8. A compound of claim 7, characterized in that it is selected from the group consisting of: N- (2-fluoro-1-iminoethyl) -3-aminopropyl-L-cysteine dihydrochloride; N- (2-fluoro-1-iminoethyl) -2-aminoethyl-L-cysteine dihydrochloride; N- (2-fluoro-1-iminoethyl) -2-aminoethyl-D, L-homocysteine dihydrochloride; and N- (2-fluoro-1-iminoethyl) -2-aminoethyl-L-homocysteine dihydrochloride.

9. The use of a compound of claims 1,2,3,4,5,6,7 or 8, for the preparation of a medicament for the inhibition of nitric oxide synthesis in a subject in need of such inhibition.

10. The use of a compound of claims 1,2,3,4,5,6,7 or 8, for the preparation of a medicament for selectively inhibiting the synthesis of nitric oxide produced by the NO cassette by the nitric oxide produced by the constitutive forms of NO tape in a subject in need of such selective inhibition.

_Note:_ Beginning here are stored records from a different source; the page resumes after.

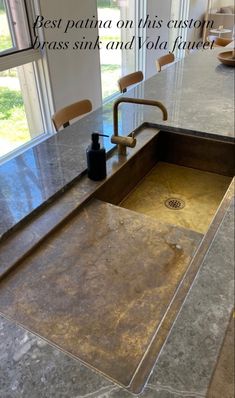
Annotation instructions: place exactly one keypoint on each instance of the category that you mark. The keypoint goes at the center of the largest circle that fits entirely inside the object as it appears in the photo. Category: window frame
(12, 59)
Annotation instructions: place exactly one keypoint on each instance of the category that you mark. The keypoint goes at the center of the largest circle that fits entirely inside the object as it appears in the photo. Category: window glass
(14, 31)
(20, 112)
(6, 42)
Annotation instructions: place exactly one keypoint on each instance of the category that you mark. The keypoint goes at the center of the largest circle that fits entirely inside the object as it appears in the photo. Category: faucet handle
(123, 143)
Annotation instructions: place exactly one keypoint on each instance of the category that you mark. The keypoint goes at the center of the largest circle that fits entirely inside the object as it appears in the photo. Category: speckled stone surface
(100, 286)
(30, 368)
(195, 105)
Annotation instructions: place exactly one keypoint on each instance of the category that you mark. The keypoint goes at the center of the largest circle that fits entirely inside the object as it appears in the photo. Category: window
(23, 116)
(117, 62)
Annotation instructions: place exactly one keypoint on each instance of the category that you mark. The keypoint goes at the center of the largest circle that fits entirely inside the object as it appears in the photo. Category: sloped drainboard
(108, 284)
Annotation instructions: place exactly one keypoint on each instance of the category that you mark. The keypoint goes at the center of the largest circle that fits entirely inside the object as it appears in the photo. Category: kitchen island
(30, 367)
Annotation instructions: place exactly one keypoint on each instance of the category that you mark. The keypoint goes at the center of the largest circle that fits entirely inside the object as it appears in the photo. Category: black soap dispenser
(96, 158)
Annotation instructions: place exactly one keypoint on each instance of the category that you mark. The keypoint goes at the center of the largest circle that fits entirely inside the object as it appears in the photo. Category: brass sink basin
(106, 284)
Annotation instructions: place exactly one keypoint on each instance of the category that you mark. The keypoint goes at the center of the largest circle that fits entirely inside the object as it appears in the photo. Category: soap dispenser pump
(96, 158)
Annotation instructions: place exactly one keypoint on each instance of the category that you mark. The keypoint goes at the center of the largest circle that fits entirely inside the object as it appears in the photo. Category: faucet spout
(124, 142)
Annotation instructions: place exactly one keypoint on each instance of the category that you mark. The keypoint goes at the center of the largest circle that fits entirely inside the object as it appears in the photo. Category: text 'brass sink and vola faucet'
(106, 285)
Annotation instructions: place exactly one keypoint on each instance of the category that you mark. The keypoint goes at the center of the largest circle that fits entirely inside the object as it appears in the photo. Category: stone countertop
(198, 93)
(31, 368)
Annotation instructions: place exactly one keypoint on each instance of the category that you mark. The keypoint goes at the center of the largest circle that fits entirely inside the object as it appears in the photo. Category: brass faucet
(124, 142)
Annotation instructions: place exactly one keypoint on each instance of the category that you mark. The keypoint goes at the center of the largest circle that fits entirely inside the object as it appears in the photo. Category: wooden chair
(64, 115)
(219, 41)
(129, 80)
(164, 60)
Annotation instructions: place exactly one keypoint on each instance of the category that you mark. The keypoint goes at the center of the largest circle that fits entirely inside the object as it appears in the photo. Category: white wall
(197, 11)
(163, 10)
(74, 75)
(221, 3)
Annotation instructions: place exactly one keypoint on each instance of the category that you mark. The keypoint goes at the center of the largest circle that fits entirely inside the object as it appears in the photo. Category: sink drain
(175, 204)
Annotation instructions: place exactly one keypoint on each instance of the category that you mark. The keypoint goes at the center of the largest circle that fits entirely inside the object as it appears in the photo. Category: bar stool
(63, 116)
(219, 41)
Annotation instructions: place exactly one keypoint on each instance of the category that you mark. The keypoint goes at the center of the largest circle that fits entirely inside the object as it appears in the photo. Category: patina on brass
(195, 194)
(99, 287)
(124, 142)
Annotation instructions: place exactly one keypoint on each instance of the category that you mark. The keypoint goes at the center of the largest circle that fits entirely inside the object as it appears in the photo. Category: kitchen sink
(106, 283)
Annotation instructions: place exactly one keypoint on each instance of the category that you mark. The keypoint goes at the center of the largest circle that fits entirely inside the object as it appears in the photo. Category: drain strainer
(175, 204)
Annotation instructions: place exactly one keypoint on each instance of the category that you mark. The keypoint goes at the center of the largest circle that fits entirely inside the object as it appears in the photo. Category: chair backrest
(219, 41)
(222, 41)
(164, 60)
(129, 80)
(64, 115)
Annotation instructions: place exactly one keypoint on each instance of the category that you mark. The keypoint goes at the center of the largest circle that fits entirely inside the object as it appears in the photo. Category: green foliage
(10, 100)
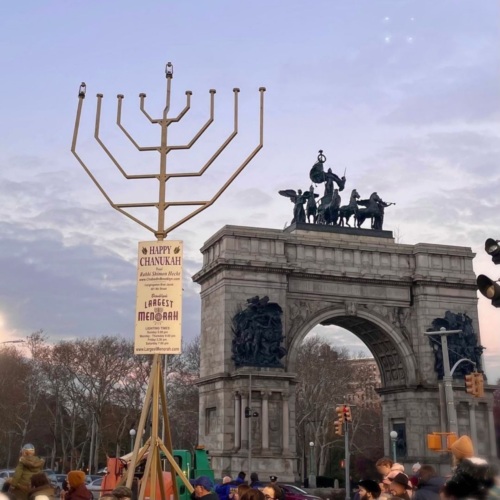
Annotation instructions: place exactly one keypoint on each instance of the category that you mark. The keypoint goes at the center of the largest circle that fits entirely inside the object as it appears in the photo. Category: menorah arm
(219, 151)
(184, 111)
(107, 151)
(202, 130)
(89, 173)
(122, 128)
(235, 174)
(142, 97)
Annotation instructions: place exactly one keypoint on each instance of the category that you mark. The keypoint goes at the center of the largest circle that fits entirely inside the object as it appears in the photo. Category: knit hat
(122, 492)
(371, 486)
(398, 467)
(76, 478)
(402, 479)
(462, 448)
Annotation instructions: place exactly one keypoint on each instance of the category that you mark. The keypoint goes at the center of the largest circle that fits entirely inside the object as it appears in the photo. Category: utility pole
(155, 394)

11. The use of a compound of claims 1,2,3,4,5,6,7 or 8 for the preparation of a medicament for decreasing the levels of nitric acid in a subject in need of such a decrease.

12. A pharmaceutical composition, characterized in that it comprises a compound of claims 1,2,3,4,5,6,7 or 8, together with one or more pharmaceutically acceptable carriers.